Montreal was dreamy. Parks and green space were both in abundance, as were spacious bike lanes and an inspiring amount of cyclists putting them to good use.
Bagels also abound, but even more exciting for me was the number of vegan spots present in every neighborhood. There were tons of them. It was glorious.
Many of the vegan restaurants were casual, hosting menus of simple, affordable meals made from quality ingredients. It was in the details, like that extra handful of sprouts or the fact that the tempeh was homemade, that made each meal stand out.
The warm, notably thin, ever-so slightly crispy pita that held one breakfast’s tofu scramble still sticks in my mind this morning. Details. It’s all about the details.
A lot of spots also had nourishing bowls like this, the inspiration behind today’s recipe. After snacking on croissants, these kind of meals come in handy.
But really, if you want to feel energized and clear-headed, meals like these are perfect for anytime.
It’s the best when you finish up a filling meal, and feel nothing but refreshed afterwards. This is the beauty of what the blogging world calls the Buddha Bowl.
Packed with protein-powered whole grains and sweet, creamy roasted kobacha squash, I consider this a treat to welcome in the autumn season. Tahini sauces are always my favorite, too, so this herbed rendition really seals the deal. You’ll notice the recipe makes double the amount of sauce you’ll need. You could either A) feed more people and double the veggies too, or B) save the sauce and use it in other salad/grain recipes later. If you decide to do the later, you may wish to add a little extra water or heat the sauce following refrigeration. The sauce thickens once cooled.

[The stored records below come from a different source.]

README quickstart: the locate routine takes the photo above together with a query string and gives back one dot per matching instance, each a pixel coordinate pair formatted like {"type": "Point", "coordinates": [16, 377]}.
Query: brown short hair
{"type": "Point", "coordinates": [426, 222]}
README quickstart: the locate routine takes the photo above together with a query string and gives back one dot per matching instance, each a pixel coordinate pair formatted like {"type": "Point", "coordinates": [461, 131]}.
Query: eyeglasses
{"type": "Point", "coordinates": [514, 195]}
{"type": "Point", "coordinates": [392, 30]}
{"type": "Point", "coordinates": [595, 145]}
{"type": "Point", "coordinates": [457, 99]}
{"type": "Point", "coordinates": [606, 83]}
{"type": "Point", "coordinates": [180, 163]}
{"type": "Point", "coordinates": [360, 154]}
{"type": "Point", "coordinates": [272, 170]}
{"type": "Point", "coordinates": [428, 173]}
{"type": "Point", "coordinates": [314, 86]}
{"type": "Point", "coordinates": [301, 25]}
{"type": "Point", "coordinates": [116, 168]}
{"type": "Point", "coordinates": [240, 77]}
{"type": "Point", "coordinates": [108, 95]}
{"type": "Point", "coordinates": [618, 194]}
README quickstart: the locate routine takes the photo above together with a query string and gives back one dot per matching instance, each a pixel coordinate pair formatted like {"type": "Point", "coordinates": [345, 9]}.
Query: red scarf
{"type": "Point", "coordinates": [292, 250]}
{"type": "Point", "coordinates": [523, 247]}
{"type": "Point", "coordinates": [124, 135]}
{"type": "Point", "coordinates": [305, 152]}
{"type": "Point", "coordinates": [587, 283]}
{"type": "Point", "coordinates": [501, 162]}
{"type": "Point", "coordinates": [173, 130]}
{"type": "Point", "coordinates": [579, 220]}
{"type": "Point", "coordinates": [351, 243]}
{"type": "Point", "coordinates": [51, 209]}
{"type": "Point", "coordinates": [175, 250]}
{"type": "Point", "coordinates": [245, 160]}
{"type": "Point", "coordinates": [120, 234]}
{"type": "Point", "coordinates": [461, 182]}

Feel free to add some tofu or chickpeas on top for a little extra oomph.
- 1 1/2 Tbsp. olive oil
- 1/2 kabocha squash, cubed (plus salt, to season)
- 1/4 head red cabbage, thinly sliced
- 1 small beet, grated
- 2 cloves garlic
- 2/3 cup sesame tahini
- 1/3 cup + 1 Tbsp. warm water
- 1 lg. lemon, juiced
- 1/3 cup dill
- 1/2 tsp. paprika
- 1/2 tsp. coriander
- 1/2 tsp. salt
- 1 Tbsp. chives, chopped
- 2/3 cup dry quinoa, cooked according to packaged directions
- 1 tsp. toasted sesame seeds
- Preheat oven to 400F. Line a baking sheet with aluminum foil. Scatter squash in a single layer on top and sprinkle with salt. Bake for 30 minutes, or until squash is soft.
- Meanwhile cook the quinoa according to package directions, and prepare the veggies.
- To make the sauce, pulse garlic in the food processor. Add sesame tahini, warm water, lemon, dill, paprika, coriander and salt. Puree until smooth.
- To assemble, divide quinoa between two bowls. Arrange squash, cabbage and beets on top. Drizzle a generous spoonful of tahini sauce around the bowl, and finish with a sprinkle of chives and sesame seeds. Enjoy!